The National Institutes of Health (NIH)’s All of Us Research Program has released data on nearly a quarter million whole genome sequences for broad research use. That means that to date, the group has information from more than 413,450 participants. In addition to the whole genome sequences, this includes data from surveys, electronic health records, physical measurements, and Fitbit devices.
The researchers report that about 45 percent of the data was donated by people who self-identify with a racial or ethnic group that has been historically underrepresented in medical research.
All of Us opened for enrollment in May 2018 and includes people 18 and older from more than 340 sites across the U.S. Its goal is to “build a large research cohort of one million or more Americans that will provide the platform for expanding our knowledge of precision medicine approaches and that will benefit the nation for many years to come,” according to its initial planning report.
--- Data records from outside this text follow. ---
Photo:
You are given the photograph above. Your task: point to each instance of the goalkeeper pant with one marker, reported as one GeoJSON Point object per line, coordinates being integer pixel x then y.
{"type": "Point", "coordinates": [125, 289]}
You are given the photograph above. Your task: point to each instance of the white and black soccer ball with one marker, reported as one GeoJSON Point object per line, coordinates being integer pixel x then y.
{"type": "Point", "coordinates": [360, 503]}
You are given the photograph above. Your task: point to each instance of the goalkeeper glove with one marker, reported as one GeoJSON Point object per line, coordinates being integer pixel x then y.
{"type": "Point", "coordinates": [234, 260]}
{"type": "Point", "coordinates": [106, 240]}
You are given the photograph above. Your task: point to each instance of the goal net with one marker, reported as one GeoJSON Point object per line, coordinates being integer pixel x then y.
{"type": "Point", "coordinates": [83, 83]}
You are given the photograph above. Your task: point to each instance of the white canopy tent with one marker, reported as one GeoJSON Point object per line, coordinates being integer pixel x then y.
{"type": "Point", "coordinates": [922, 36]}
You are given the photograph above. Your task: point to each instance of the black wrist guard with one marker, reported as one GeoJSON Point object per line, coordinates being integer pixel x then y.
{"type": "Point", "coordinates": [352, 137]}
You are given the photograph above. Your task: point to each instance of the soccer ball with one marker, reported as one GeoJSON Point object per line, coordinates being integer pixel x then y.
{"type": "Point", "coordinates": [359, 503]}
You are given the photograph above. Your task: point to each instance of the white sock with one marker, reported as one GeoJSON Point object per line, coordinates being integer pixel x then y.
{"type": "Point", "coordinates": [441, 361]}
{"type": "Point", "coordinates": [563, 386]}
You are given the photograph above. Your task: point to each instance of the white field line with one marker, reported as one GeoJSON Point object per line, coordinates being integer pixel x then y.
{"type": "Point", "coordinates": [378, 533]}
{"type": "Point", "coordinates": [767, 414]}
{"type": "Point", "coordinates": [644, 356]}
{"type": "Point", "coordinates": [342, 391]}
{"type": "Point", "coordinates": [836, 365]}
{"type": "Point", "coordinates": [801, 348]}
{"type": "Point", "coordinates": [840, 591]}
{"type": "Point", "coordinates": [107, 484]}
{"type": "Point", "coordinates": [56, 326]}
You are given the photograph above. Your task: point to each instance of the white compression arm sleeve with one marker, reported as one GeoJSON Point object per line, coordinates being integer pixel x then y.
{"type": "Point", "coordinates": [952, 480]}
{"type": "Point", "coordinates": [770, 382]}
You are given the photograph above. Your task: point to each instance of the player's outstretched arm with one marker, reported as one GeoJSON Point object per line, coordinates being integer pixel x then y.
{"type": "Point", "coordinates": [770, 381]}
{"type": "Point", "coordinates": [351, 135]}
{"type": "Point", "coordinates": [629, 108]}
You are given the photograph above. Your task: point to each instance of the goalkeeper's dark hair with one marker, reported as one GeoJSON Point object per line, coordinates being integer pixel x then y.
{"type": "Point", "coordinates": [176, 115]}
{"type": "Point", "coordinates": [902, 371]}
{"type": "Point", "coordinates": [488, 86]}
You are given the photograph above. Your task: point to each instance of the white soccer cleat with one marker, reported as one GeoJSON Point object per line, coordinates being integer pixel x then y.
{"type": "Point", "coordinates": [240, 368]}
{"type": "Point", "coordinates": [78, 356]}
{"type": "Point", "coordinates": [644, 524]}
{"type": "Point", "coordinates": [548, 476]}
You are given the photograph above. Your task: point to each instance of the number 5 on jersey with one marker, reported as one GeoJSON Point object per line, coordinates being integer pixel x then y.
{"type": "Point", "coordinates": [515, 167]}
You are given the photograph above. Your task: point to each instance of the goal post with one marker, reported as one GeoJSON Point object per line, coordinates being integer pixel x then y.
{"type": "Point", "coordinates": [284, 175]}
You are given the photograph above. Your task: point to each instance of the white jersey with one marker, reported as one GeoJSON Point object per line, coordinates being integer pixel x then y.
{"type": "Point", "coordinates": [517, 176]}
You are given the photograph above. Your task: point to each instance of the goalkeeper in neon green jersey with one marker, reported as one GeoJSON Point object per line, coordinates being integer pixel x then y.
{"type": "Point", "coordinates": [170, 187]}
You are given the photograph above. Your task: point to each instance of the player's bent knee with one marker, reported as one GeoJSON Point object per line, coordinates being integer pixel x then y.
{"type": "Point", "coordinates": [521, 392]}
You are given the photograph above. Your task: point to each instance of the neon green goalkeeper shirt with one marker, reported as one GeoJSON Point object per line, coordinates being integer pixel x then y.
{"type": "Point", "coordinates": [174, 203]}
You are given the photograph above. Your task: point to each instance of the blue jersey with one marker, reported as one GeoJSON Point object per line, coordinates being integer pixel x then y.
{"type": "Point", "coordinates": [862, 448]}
“Now, through a partnership with participants, researchers, and diverse communities across the country, we are seeing incredible progress towards powering scientific discoveries that can lead to a healthier future for all of us,”said Josh Denny, MD, MS, chief executive officer of the program.
The group released its first genomic data set, nearly 100,000 whole genome sequences, in March 2022. At the time, Denny said “Until now, over 90% of participants from large genomics studies have been of European descent. The lack of diversity in research has hindered scientific discovery.”
Since then, the group has returned results to its first set of participants, released important findings about COVID-19, and more.
The team describes this as the “world’s largest and most diverse dataset of its kind paving the way to help advance health equity and uncover health care approaches better tailored to people’s genes, lifestyles, and environments.”
Other advances have occurred. For example, Fitbit device data will now include information on sleep, in addition to activity, step count and heart rate. Sleep data, when used alongside participants’ electronic health record data, could be useful for studying how sleep patterns affect overall health and disease progression, including for conditions such as heart disease, high blood pressure, diabetes, depression and dementia.
Using the program’s cloud-based platform, the Researcher Workbench, registered researchers can use these data to study genetic variation and other issues.
The data, for example, can be used to develop personalized health-related DNA results for participants. So far, the group reports that so far more than 25,000 participants have requested to receive one or more of these reports detailing whether they have an increased risk for specific health conditions or potential for reactions to certain medications.
More than 5,000 researchers have registered to use the Researcher Workbench. Available data types include:
- More than 413,350 survey responses,
- More than 337,500 physical measurements,
- More than 312,900 genotyping arrays,
- More than 287,000 electronic health records (EHRs),
- More than 245,350 whole genome sequences,
- More than 15,600 Fitbit records, and
- More than 1,000 long-read whole genome sequences.